Por eso la aparición del helicóptero «narco» en Paraguay con un ploteo de la policía que habría sido autorizado por el propio Ritondo, no solo generó un verdadero escándalo, sino que puso nuevamente en agenda el entramado de relaciones del ex funcionario con los jueces que tuvieron a su cargo durante los últimos 4 años el Juzgado Federal 1 de Lomas de Zamora, que tiene jurisdicción sobre el aeropuerto internacional de Ezeiza, puerta clave para el tráfico de estupefacientes.

Primero hay que mencionar a Patricio Santamarina, que hasta que se jubiló y se sumó a la AFI, fue considerado un «hombre de Ritondo» en la justicia federal y generó más de una puesta en escena para que el ministro bonaerense y su par de Nación, Patricia Bullrich exhibieran incautaciones y quemas de droga con bombos y platillos.

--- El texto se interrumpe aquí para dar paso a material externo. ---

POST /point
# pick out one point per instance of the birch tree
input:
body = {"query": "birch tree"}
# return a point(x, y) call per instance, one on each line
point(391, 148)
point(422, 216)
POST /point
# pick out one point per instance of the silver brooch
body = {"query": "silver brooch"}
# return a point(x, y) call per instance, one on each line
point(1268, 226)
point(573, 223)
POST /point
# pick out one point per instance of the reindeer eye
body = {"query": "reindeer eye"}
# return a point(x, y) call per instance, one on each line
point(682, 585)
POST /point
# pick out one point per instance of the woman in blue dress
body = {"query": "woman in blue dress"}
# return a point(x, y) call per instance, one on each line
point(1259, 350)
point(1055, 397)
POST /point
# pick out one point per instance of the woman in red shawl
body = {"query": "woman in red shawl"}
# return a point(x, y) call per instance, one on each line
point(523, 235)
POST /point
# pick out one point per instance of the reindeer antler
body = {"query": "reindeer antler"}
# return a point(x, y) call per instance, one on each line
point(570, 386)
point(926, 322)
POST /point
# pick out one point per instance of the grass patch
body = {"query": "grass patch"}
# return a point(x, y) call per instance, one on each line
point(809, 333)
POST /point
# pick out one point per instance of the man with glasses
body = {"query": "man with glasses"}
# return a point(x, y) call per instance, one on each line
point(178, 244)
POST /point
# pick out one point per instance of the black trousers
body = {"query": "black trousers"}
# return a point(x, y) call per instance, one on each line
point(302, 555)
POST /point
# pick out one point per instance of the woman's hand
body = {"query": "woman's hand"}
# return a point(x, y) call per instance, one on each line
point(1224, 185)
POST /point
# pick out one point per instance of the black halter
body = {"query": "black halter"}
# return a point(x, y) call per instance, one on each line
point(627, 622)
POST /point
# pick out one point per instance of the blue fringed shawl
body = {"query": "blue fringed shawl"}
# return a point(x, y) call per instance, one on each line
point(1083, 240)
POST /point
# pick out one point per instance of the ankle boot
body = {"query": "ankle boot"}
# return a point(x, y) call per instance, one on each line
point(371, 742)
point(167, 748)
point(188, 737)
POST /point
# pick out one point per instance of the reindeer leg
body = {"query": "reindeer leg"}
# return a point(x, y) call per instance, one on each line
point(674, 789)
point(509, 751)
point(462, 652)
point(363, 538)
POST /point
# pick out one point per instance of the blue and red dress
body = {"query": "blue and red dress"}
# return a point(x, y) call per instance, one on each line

El otro de los magistrados que conforman el «círculo» de Ritondo es Federico Villena, que se hizo famoso este año por ser el primero en tener en sus manos la causa de espionaje ilegal de la AFI durante el macrismo, y cuyo nombramiento fue promovido por la ex gobernadora María Eugenia Vidal.

La sospecha de las autoridades actuales de la cartera de Seguridad es la existencia de una red “facilitadora” del narcotráfico, en principio entre Paraguay y Buenos Aires, que podría haber utilizado Ezeiza como puerta de embarque con destino al resto del mundo.

En ese sentido los vínculos entre el gobierno anterior, la AFI y los jueces de Lomas de Zamora, hace rato vienen levantando inquietudes y la pregunta que muchos se hacen es si la permanente exhibición de cada operativo antidrogas de la dupla Bullrich-Ritondo, no se trató de una “pantalla”, con o sin conocimiento de los funcionarios para liberar ciertas zonas al narcotráfico.

Y si bien hasta el momento todo este análisis quedaba relegado al terreno de las especulaciones, lo cierto es que la aparición del helicóptero narco en Paraguay reinstaló este debate que amenaza con salpicar de lleno al ex ministro.